Solo ha hecho falta mandar a los alumnos a sus casas para poner en evidencia
las carencias tanto de estos como del profesorado. Empezando por este último, después
de toda una vida echándole la culpa al sistema y a las sucesivas reformas
educativas de las deficiencias de la educación en nuestro país, de repente
hemos descubierto que un buen puñado de los maestros y profesores que dan clase
a nuestros hijos son unos vagos o unos docentes mediocres, incapaces de
transmitir conocimiento y/o con pocas ganas de ejercer su magisterio.

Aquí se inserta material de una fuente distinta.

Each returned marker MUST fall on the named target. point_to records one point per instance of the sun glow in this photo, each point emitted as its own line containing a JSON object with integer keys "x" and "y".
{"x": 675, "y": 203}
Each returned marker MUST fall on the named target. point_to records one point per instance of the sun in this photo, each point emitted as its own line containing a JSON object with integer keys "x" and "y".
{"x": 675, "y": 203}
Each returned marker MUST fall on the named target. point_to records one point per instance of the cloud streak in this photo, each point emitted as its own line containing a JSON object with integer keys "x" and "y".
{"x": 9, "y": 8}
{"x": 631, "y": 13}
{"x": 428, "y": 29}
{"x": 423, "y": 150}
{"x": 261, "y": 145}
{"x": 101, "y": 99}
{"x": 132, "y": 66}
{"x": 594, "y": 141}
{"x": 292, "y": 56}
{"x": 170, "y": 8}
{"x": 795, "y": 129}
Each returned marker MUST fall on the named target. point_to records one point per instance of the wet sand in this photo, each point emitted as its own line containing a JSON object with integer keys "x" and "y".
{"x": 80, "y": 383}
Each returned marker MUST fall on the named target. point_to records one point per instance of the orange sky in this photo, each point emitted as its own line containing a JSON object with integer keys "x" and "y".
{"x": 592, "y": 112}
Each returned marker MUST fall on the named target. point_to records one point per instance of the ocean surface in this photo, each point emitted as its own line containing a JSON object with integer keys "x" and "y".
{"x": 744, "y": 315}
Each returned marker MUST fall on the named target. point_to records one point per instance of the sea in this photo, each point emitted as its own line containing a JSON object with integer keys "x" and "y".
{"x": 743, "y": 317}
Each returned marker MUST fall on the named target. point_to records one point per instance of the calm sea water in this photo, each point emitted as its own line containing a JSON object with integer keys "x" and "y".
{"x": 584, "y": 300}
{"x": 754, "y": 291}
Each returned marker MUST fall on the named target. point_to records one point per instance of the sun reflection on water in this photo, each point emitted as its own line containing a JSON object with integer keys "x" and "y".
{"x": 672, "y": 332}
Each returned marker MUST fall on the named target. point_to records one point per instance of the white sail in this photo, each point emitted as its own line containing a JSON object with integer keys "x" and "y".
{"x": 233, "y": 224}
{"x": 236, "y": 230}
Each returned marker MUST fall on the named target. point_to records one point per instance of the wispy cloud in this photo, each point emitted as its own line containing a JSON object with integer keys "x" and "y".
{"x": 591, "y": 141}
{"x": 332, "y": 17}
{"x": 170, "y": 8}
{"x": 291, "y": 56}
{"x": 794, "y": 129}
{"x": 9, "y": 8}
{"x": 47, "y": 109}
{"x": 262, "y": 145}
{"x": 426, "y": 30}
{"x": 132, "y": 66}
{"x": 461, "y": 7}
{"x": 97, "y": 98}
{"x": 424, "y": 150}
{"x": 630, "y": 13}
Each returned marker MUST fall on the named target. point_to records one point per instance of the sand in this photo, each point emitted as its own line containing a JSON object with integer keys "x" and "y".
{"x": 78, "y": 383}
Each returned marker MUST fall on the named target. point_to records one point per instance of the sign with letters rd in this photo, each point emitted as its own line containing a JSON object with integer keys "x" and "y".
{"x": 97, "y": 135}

Coincidiendo con la declaración
del Estado de Alarma, algunos desaparecieron literalmente de la faz de la
tierra y han tardado semanas en dar señales de vida, hasta el punto de hacer
temer por su vida a sus discípulos. Eso sí, recién despertados de su letargo
primaveral, la mayor parte de los profesores de mi hija pequeña han empezado a
dar señales de no haber muerto, pero solo para mandarles tareas y deberes como
si temieran no ser capaces de superar un rebrote de la pandemia, algunos de
ellos en plan creativo del tipo, hazme un vídeo en francés en el que describas
tu rutina diaria o mándame una fotografía tuya emulando el gesto de algún
deportista célebre.
Lo
de la universidad merece un capítulo aparte. A día de hoy, mi hija mayor no
sabe cómo ni cuándo van a evaluarla algunos de sus profesores que, incitados
por el decano de la facultad de derecho, han estado especulando con la
posibilidad de realizar exámenes presenciales en junio, julio o, incluso,
septiembre, fiándolo todo a la, según ellos, previsible evolución de la pandemia
y so pretexto de que si había selectividad, podía convocarse masivamente a los
alumnos para examinarse en el aulario de la universidad.
Se
da además la circunstancia de que algunos de los profesores empeñados en
realizar exámenes presenciales no han dado ni una sola clase virtual,
limitándose a remitir apuntes o reenviar al manual recomendado a sus alumnos;
mostrándose mucho más preocupados por la posibilidad de que estos puedan hacer
trampas en una prueba telemática de aptitud que por transmitir algún
conocimiento; cuando lo cierto es que existen sistemas de evaluación, como por
ejemplo exámenes tipo ‘libro abierto’ en los que el alumno dispone de su
material de estudio para realizarlos, que permiten evaluar con garantías
suficientes, aunque exigen a los profesores trabajar mucho más tanto en su
elaboración como en su corrección y obligan a los alumnos a estudiar de manera
concienzuda la materia de la que se van a examinar.
Claro
que una buena parte del alumnado se ha tomado la pandemia como unas vacaciones
anticipadas, fantaseando desde el minuto uno con la posibilidad de un aprobado
general y, una vez desvanecida la ilusión, protestando por las modificaciones
de las guías docentes para adaptar el sistema de evaluación a las circunstancias
actuales; tratando denodadamente de encontrar la manera de burlar cualquier
control para superar las pruebas de aptitud, ya sea copiando, pasándose las
preguntas del examen o recurriendo a familiares o alumnos de cursos superiores
para realizar los exámenes suplantando su identidad; llegando a presentar una
demanda judicial contra su universidad por presunta vulneración del derecho a
la intimidad.
Aun
así, no faltan algunos pedagogos que elogian el desparpajo de estos muchachos, en
cuanto demuestran ser capaces de desarrollar destrezas y soluciones
imaginativas que les ayuden a superar los desafíos que les plantea la situación
actual; lo cual, desde mi punto de vista, no es sino un elogio de la vagancia,
el oportunismo y la falta de honestidad, y también una invitación a buscar
cualquier atajo, en cuanto se relajen los controles, para llegar el primero a
la línea de meta. Claro que, a lo mejor, me equivoco, aunque, no sé por qué, esto
me recuerda los pedidos de mascarillas defectuosos, a los profesores perdidos
en la bruma del coronavirus, y a los líderes populistas haciendo campaña a
favor de la economía y a costa de la salud y la vida de sus semejantes.